I have seen similar variation in Phrag Grouville which is Eric Young x Hanne Popow. Every plant is different in shape and color, ranging from light pink to dark pink to red to red-orange and every shade in between. These are quite interesting to bloom out in a representative population!


----------



## Kevin (Sep 24, 2008)

Drorchid said:


> Yes, Dot, I agree that #8 is my favorite thus far!!
> 
> I have noticed that when we made this cross (that is the Barbara LeAnn 'Mimosa' x besseae 'Prince of Orange', Kevin is talking about), has been very variable, both in the shape of the flowers, and also in the color.

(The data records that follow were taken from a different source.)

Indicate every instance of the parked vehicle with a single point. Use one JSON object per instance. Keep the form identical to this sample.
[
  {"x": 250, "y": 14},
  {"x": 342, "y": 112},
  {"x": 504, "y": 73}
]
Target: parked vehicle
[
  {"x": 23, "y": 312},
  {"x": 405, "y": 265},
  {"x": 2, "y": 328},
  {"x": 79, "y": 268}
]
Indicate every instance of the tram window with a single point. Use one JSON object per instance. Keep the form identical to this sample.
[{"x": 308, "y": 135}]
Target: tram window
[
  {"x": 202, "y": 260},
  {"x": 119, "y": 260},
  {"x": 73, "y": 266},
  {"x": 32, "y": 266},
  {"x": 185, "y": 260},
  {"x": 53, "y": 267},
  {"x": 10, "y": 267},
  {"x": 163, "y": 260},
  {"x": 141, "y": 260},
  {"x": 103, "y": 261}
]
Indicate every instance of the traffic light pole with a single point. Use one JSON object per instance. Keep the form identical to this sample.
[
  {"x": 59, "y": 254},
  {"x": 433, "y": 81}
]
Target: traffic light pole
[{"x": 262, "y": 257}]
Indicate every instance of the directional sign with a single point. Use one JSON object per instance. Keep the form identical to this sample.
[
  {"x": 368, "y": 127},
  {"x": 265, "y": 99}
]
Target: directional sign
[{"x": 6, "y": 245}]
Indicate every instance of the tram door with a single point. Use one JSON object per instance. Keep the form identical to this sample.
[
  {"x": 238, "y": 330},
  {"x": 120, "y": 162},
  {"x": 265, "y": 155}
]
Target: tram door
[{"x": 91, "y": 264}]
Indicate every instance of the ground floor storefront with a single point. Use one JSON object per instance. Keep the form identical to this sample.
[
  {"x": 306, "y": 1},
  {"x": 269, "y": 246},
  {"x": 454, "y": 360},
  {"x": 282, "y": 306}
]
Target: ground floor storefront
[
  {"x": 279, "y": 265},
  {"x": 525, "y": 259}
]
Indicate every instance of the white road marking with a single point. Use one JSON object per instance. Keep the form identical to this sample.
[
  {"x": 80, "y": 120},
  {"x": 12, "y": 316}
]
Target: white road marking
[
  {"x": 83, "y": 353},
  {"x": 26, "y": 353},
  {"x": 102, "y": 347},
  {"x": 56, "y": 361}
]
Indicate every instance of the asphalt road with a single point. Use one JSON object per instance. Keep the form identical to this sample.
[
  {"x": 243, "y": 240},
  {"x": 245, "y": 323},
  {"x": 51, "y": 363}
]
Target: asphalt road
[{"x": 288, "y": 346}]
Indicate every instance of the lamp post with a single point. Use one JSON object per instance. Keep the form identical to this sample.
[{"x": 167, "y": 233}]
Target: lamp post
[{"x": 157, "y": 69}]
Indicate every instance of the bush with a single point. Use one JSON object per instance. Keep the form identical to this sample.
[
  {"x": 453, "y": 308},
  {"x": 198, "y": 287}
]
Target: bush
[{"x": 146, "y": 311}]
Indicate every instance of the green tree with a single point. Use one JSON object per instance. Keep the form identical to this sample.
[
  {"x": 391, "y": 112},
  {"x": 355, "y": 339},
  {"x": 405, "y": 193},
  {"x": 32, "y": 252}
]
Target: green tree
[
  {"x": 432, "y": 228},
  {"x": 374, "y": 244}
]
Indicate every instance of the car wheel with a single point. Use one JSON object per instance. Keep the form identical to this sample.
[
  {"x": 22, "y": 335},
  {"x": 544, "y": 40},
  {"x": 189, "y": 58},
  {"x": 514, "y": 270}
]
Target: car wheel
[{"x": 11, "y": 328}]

The color has ranged from a light pink, coral pink, dark pink, red to magenta in color.
> 
> ...



Thanks Robert. I had seen that thread, but didn't know it was the exact same cross. I'll try to post a pic. Approximately how long 'till they bloom? (given perfect conditions). I have never bloomed a seedling Phrag, so I don't know. I'm thinking they can bloom in 3 years from flask? How old are the ones you are selling (mine)?


----------



## Kevin (Sep 24, 2008)

Kyle said:


> go through a proxy server. Gets me on Facebook at work.
> 
> Kyle



You're on Facebook at work?!  Bad Kyle.oke:


----------



## Drorchid (Sep 25, 2008)

Kevin said:


> Thanks Robert. I had seen that thread, but didn't know it was the exact same cross. I'll try to post a pic. Approximately how long 'till they bloom? (given perfect conditions). I have never bloomed a seedling Phrag, so I don't know. I'm thinking they can bloom in 3 years from flask? How old are the ones you are selling (mine)?



Yours came from the same batch as the ones that were in bloom. The seedlings have been exactly 2 years out of the flask. The first ones that bloomed were probably the most vigorous out of the batch. They were blooming from the first growth, which was still pretty small, so I am guessing yours will probably be blooming by next year (depending on how large it was), which will make them 3 years old by then.

Robert


----------



## Kevin (Sep 27, 2008)

NYEric said:


> No clones!



Just wondering - both parents have clonal names, so...what should I have said?


----------



## Kevin (Sep 27, 2008)

Drorchid said:


> Yours came from the same batch as the ones that were in bloom. The seedlings have been exactly 2 years out of the flask. The first ones that bloomed were probably the most vigorous out of the batch. They were blooming from the first growth, which was still pretty small, so I am guessing yours will probably be blooming by next year (depending on how large it was), which will make them 3 years old by then.
> 
> Robert



Mine has a leaf span of 9 inches.


----------



## NYEric (Sep 29, 2008)

Most phrags aren't meristem cultured but rather from seed pods. If you grow from meristems they're 'clones' i.e. grown from cells of a plant and therefore identical.


----------



## Kevin (Sep 29, 2008)

I figured that is what you were refering to, but if I asked what cross it was, some might say Barbara LeAnn x besseae, but that's not what I want to know. Know where I'm coming from? And by the way, aren't divisions 'clones' i.e. exact replicas?


----------



## Drorchid (Sep 30, 2008)

Kevin said:


> I figured that is what you were refering to, but if I asked what cross it was, some might say Barbara LeAnn x besseae, but that's not what I want to know. Know where I'm coming from? And by the way, aren't divisions 'clones' i.e. exact replicas?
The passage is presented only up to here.